D’ailleurs, cette restructuration du groupe au sein de ses activités (civil, défense, espace), se veut comme une anticipation de coups durs, notamment pour ses filiales Airbus, Cassidian et Astrium, car selon Tom Enders dans une interview accordée à Libération : « Un dirigeant responsable doit être proactif, il ne doit pas attendre que tout s’effondre avant d’agir ». Cela peut se comprendre vu que les budgets de la défense ont tendance à être compressés, comme en France par exemple, en raison de coupes budgétaires menées par les États membres de l’Union européenne suite au prolongement de la crise des dettes souveraines empoisonnant les économies du Vieux continent. Du coup, la question de compétitivité se pose et devient l’argument phare, servant de justificateur pour le groupe.

France-Allemagne, même combat?

Dans cette annonce, deux pays sont clairement dans le viseur des coupes de personnel, i.e. la France et l’Allemagne, principaux pays contributeurs dans le capital d’EADS. Des deux côtés du Rhin,  plus de 3000 postes sont menacés -2000 en Allemagne contre plus de 1000 en France-, ce qui fait bondir les syndicats tels Industriegewerkschaft Metall (IG Metall), qui organisa une manifestation fin novembre en Allemagne, notamment à Hambourg, pour la sauvegarde de l’emploi. En France, le syndicat Force Ouvrière (FO), premier syndicat chez EADS dans l’Hexagone, s’est insurgé contre ces coupes, ainsi que la Confédération Démocratique du Travail (CFDT), qui appelle à une intersyndicale afin de parler « d’une seule voix ». En tout cas, pas de manifestation prévue au niveau français mais une recherche de l’unité syndicale.
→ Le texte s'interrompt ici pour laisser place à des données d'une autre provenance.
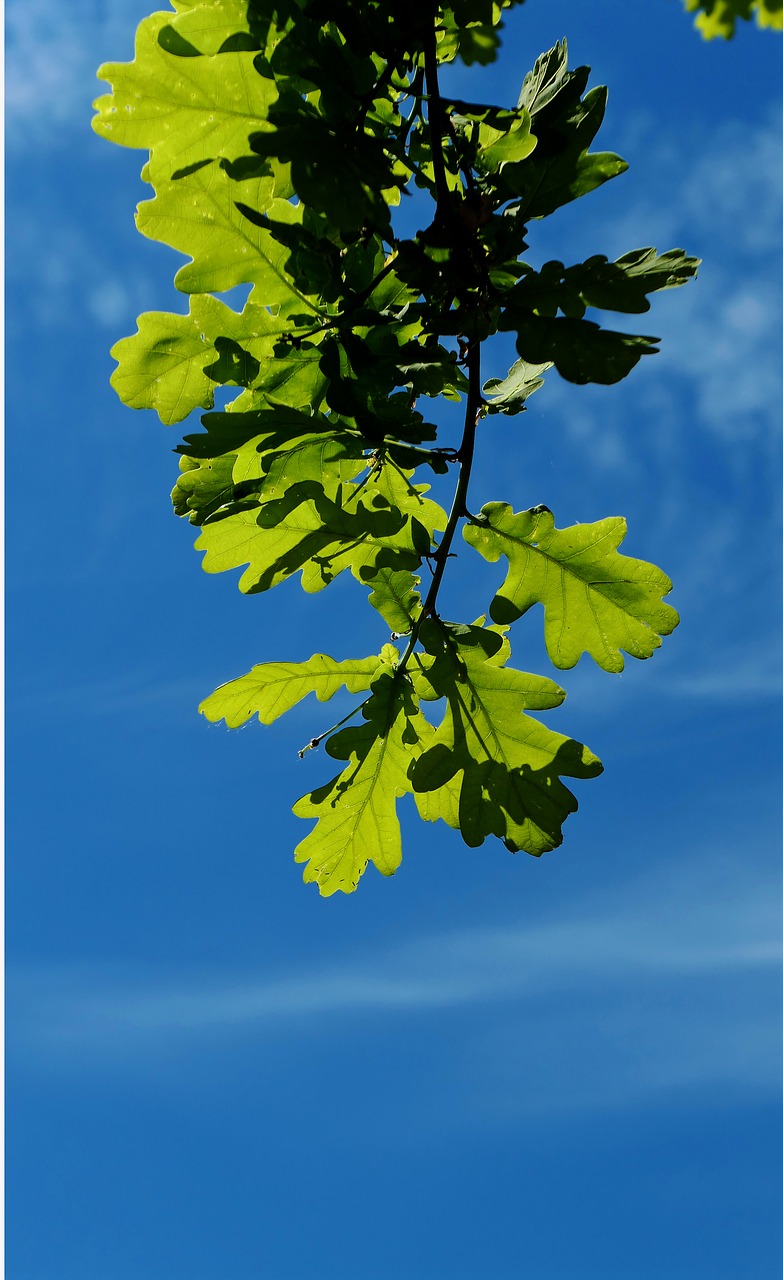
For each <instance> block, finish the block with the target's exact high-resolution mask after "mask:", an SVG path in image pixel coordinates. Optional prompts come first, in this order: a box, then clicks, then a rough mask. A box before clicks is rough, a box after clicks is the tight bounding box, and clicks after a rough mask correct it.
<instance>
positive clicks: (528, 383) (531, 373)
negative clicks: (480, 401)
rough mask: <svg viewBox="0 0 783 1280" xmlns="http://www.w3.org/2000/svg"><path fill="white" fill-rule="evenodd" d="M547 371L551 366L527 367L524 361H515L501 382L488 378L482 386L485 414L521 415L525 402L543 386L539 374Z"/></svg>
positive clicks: (530, 365)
Santé financière au zénith

Mais ce qui doit davantage irriter les syndicats de chaque côté du Rhin, c’est que d’une part, les carnets de commandes ne sont pas vides vu que dans un courrier envoyé fin novembre au premier ministre Jean-Marc Ayrault, plusieurs syndicats relevaient qu’EADS a « un carnet de commandes (…) d’environ 650 milliards d’euros », et que d’autre part, le cours boursier du groupe industriel –qui a presque doublé depuis le début de l’année- a connu un bond de 7,5% mercredi 11 décembre, sa plus forte hausse journalière de l’année 2013, au lendemain de l’annonce des suppressions de postes, mais aussi en annonçant auprès des investisseurs –les groupes Lagardère, Daimler ou la banque KfW par exemple-, qui peuvent prévoir une augmentation des dividendes, un flux de trésorerie équilibré pour 2014 et 2015, ainsi que la confirmation de l’objectif de 10% de marge opérationnelle en 2015. Bref, les possédants peuvent s’envoyer en l’air!